Presidente João Santos conta todos os pormenores sobre o caso…

"FALTA DE CUMPRIMENTO DO PARCEIRO LEVOU A UMA SITUAÇÃO DE ROTURA QUE OBRIGOU O CLUBE A REFAZER O SEU ORÇAMENTO”

O acordo era verbal e alguns jogadores até negociaram directamente com o parceiro o valor que iriam receber. Dois meses após o início da pré-época verificámos que o acordo não estava a ser cumprido porque os jogadores nem sempre estavam a receber e quando recebiam não era a tempo e horas.

“Tínhamos um parceiro que supostamente iria suportar as despesas com alguns jogadores. Com a saída de cena desse parceiro, tivemos que refazer o orçamento e ver quais os jogadores que tinham condições para continuar. Houve alguns que não aceitaram e acabaram por sair”, foi esta a origem do problema começou por explicar o presidente do clube João Santos.

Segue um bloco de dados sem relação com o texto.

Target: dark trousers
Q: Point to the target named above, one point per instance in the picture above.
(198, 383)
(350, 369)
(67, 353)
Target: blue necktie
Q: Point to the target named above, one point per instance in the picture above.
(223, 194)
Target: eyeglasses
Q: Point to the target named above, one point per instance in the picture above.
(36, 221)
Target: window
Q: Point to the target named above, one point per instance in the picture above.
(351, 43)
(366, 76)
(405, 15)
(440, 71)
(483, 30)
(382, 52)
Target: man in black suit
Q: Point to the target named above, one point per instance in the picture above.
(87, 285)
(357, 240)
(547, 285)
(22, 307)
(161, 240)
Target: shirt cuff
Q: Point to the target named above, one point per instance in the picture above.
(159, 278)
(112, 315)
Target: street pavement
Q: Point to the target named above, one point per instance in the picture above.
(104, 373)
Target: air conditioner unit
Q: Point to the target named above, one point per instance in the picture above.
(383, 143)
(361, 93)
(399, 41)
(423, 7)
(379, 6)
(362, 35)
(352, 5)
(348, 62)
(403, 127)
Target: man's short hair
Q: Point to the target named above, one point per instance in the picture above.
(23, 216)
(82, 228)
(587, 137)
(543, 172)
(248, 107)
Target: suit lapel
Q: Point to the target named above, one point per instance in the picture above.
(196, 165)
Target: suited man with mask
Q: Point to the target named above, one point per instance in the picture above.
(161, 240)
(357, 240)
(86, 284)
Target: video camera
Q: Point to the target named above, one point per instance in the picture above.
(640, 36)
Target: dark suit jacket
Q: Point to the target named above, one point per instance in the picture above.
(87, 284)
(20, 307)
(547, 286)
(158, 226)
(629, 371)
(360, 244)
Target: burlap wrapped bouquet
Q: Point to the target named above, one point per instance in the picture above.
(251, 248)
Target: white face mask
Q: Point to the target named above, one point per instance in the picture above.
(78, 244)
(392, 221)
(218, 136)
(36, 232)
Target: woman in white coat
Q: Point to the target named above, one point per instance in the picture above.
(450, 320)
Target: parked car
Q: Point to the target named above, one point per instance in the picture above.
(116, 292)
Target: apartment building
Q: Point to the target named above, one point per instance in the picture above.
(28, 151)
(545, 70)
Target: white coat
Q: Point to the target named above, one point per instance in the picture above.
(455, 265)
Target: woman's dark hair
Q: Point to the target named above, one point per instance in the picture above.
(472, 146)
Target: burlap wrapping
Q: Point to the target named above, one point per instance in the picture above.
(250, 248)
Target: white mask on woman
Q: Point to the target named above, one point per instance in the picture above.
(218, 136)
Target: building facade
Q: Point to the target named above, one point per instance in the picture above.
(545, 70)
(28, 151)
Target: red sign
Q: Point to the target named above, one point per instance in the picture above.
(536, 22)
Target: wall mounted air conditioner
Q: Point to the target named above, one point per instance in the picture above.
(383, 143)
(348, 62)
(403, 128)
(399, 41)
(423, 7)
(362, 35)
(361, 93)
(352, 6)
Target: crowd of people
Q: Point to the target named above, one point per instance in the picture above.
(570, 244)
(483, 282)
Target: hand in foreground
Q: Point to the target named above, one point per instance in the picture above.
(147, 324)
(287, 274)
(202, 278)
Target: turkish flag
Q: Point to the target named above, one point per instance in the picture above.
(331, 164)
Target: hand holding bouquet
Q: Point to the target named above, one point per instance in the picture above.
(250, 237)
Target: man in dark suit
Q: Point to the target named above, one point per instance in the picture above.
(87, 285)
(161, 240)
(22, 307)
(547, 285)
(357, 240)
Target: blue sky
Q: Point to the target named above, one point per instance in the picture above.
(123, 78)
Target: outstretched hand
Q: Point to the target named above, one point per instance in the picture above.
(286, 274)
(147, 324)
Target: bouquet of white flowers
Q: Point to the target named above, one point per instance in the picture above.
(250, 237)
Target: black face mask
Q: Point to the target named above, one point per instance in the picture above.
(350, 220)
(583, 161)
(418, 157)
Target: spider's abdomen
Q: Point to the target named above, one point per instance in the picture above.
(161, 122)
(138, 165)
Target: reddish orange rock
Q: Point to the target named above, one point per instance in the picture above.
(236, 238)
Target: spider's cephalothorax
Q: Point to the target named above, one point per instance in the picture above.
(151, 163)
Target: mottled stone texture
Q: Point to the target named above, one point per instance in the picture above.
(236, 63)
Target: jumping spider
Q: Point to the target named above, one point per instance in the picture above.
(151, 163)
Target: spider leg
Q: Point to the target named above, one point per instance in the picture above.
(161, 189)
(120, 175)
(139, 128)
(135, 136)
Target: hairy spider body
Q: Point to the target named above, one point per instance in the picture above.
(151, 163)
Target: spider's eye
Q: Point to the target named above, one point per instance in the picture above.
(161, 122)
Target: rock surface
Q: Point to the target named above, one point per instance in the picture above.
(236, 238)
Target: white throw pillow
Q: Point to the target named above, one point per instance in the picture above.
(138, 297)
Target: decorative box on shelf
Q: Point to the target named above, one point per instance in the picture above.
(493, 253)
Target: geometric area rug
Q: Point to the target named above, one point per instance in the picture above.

“O acordo era verbal e alguns jogadores até negociaram directamente com esse parceiro o valor que iriam receber. Dois meses volvidos após o início da pré-época verificámos que o acordo não estava a ser cumprido porque os jogadores nem sempre estavam a receber e quando recebiam não era a tempo e horas. Até uma casa que tinha sido alugada a pedido da empresa não estava a ser paga. De um momento para o outro o clube ficou com custos muito superiores em relação aquilo que estava a contar e a situação tornou-se insuportável”, adiantou o presidente do clube que após a sua tomada de posse tentou contactar o parceiro mas como não conseguiu optou por cortar de vez com a ligação.


“Como não havia interesse em perder os atletas”, prossegue o dirigente, “de acordo com o nosso orçamento, verificámos o valor que podíamos suportar, e deu-se a saída do Alex Dias, do Borrego, do Bernardo Marques e do Bruno Tabaluxa. O Vítor Rodrigues, contrariamente ao que chegou a ser avançado, continua entre nós sem qualquer redução no seu vencimento”.

O presidente do clube adiantou ainda que “o treinador, em momento algum mostrou insatisfação. É evidente que queria continuar com o plantel todo mas acabou por compreender a situação. Portanto, da nossa parte o problema está completamente resolvido. A equipa ontem já treinou normalmente e vamos à Madeira com o intuito de disputar o jogo, com objectivos bem definidos”.


João Santos fez questão de salientar que se preocupa naturalmente com o aspecto desportivo mas não se pode dissociar da sustentabilidade do clube e a finalizar deixou mais alguns pormenores sobre a parceria.

“O acordo consistia em criar condições para colocar jogadores da empresa sem grandes custos para o clube. Inicialmente estava previsto virem três ou quatro mas de um momento para o outro já cá estavam seis ou sete jogadores. Houve situações que nos causaram algum desconforto e como tal tentámos contactar a empresa para passar o acordo verbal para escrito mas ela mostrou-se sempre indisponível. Como não conseguimos oficializar o acordo chegámos a esta situação de rotura”.